Rena menatap tangan Doni yang bertengger di ujung bajunya, ada ide yang terlintas di otak Rena.

"Oke deh, Ya udah yuk masuk."

"Eh, gue tunggu di sini aja. Lo aja yang beli. "

"Loh, kan abang yang di suruh. Nanti biar Rena yang bayar dikasir. Kalau gak mau, ya udah Rena ke pasar aja nih."

"Eh jangan-jangan. Ya udah, ayo masuk."

Mereka berdua pun masuk ke Indomart. Setelah sampai di rak berjejer merek-merek pembalut, Rena menyuruh Doni untuk memilih pembalut.

"Jadi, Tante mau beli pembalut yang mana, yang pakai sayap atau yang biasa, atau yang tipis, lebar?"

Doni menggaruk tengkuknya tampak bingung. Ia menundukkan wajahnya karena malu. Mereka berdua nampak seperti sepasang kekasih. Doni seperti menemani pacarnya membeli pembalut.

"Baru tau pembalut punya sayap juga? Lo aja yang pilihkan gue gak tau yang kaya ginian."

"Emang Tante Sindy gak bilang mau beli pembalut yang merek apa?"

"Enggak."

Rena menghembuskan nafas kasar.

"Ya udah, aku ambil yang ini ya."
Rena pun akhirnya mengambil pembalut yang bersayap.

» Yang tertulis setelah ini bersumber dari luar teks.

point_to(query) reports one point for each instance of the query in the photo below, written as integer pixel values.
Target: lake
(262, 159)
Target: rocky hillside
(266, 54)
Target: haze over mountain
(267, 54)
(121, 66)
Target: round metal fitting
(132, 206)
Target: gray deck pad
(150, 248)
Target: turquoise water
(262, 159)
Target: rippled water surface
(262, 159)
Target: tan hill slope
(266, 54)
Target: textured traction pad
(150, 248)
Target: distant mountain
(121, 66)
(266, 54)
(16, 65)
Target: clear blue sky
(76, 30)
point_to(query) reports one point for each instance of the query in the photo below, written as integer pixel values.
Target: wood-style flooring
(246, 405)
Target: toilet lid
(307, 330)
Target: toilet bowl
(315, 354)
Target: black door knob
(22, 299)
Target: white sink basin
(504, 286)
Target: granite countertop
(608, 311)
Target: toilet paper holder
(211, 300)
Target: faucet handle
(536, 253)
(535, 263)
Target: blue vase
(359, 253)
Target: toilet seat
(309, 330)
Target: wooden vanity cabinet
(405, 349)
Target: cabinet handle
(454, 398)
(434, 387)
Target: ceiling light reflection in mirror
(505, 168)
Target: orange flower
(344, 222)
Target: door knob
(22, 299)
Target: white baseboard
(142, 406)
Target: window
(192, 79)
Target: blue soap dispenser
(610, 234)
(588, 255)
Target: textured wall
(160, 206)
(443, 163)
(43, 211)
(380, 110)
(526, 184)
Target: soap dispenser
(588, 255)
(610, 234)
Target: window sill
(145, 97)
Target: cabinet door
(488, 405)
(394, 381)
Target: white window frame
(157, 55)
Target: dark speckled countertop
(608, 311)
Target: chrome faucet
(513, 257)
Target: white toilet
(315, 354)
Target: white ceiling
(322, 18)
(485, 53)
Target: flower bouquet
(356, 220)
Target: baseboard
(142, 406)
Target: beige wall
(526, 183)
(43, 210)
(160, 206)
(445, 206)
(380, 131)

"Abang aja gih yang bayar. "

Doni melotot, bola matanya seperti hendak keluar dari tempatnya.

"Heh nggak-nggak, mampir ke rak pembalut aja gue malu banget. Apa lagi ke kasirnya bawa pembalut. Lo aja deh gue malu."

Rena terkikik geli melihat ekspresi kakak kelasnya. Iapun segera menuju kasir.

Setelah selesai dengan pembayaran dikasir mereka pun segera menuju parkiran.

"Ren, makasih ya."

Doni nampak bernafas lega, akhirnya tugas yang diberikan bundanya selesai juga. Rena membalas dengan anggukan.

"Ya udah bang, Rena berangkat dulu ya."

"Iya. Sekali lagi makasih."

Motor yang dipakai Rena pun berjalan meninggalkan Doni dengan sisa asap motor yang tertinggal.